Storicamente la pratica dell’atto eroico risale ai tempi di S. Geltrude; il primo però che l’emise formalmente fu il p. Ferdinando di Monroy (1646). Il teatino Gaspare Oliden di Alcala, nel secolo XVIII, ne divenne l’Apostolo, e S. Alfonso, con le sue Massime Eterne, ne fu il principale divulgatore.
Ben presto la S. Sede l’approvò, per mezzo di Benedetto XIII, nel 1728; Pio VI nel 1788 e Pio IX nel 1852 l’arricchirono di molte indulgenze e privilegi.
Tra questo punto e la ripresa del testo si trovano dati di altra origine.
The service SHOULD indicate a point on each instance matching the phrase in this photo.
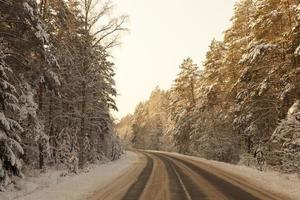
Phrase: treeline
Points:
(245, 99)
(56, 84)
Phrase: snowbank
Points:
(286, 184)
(52, 186)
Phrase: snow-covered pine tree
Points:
(285, 141)
(183, 95)
(10, 141)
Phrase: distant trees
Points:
(240, 100)
(57, 84)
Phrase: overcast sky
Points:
(163, 33)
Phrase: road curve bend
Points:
(161, 176)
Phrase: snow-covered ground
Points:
(272, 181)
(51, 186)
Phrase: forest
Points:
(244, 99)
(56, 85)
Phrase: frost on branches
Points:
(286, 140)
(10, 148)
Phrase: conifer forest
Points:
(220, 129)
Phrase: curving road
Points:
(161, 176)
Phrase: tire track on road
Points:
(181, 186)
(230, 190)
(136, 189)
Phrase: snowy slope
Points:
(76, 187)
(274, 182)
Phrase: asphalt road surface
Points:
(160, 176)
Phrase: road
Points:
(160, 176)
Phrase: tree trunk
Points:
(82, 128)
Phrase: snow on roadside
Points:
(286, 184)
(51, 186)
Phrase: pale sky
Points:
(163, 33)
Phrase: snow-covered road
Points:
(161, 175)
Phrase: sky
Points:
(163, 33)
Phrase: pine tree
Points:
(10, 141)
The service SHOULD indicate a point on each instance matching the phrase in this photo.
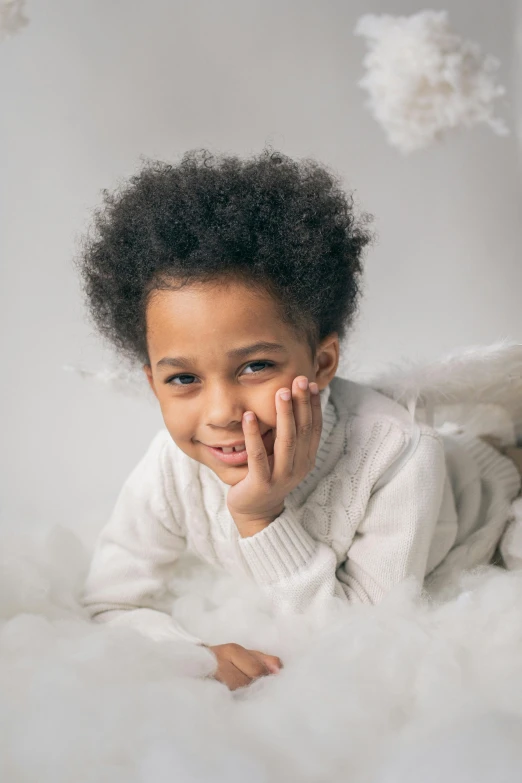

In questo modo l’atto eroico è una delle pratiche di suffragio più utili e una delle conferme più luminose della Comunione dei Santi.
Il valore impetratorio delle preghiere dei defunti può essere comunicato a noi, per il fatto che la carità unisce tutti i membri del Regno, ovunque essi siano, e rende quindi sempre possibile il mutuo scambio di opere soprannaturali.
Se le anime del Purgatorio possono pregare per noi, ne deriva, come logica conseguenza, che noi possiamo rivolgerci a loro e invocarle.
Ecco quindi quali sono i rapporti tra Chiesa militante e sofferente, nell’anelito della Comunione dei Santi: i fedeli viventi suffragano le anime del Purgatorio con le loro opere buone, con le loro preghiere, con le loro elemosine e soprattutto con le indulgenze ed il Sacrificio Eucaristico; essi pagano, con il valoore soddisfattorio delle loro azioni, i debiti contratti con la giustizia divina da queste anime ormai salve; inoltre con la loro intercessione implorano da Dio misericordia per esse e, se possibile, un condono anche gratuito; dal canto loro le anime sofferenti, non potendo far altro, ricambiano i fedeli della terra con il loro patrocinio e le loro preghiere presso Dio, nell’attesa di concedere una ricompensa più generosa e abbondante, quando saranno nella visione di Dio.
Nella luce della Comunione dei Santi, il Regno del dolore che purifica, diviene così il Regno dell’Amore che redime. La Chiesa militante ha perciò una missione che supera il tempo e si proietta fin sulle soglie dell’eternità: essa deve concorrere mediante il suffragio a completare l’opera della salvezza delle anime. Solo quando il Cristo totale regnerà nella beatitudine eterna del Padre, la missione della Chiesa si trasformerà e si sublimerà: non sarà più soltanto la collaboratrice di Cristo, ma diventerà, a pieni titoli, la sposa immacolata dell’Agnello.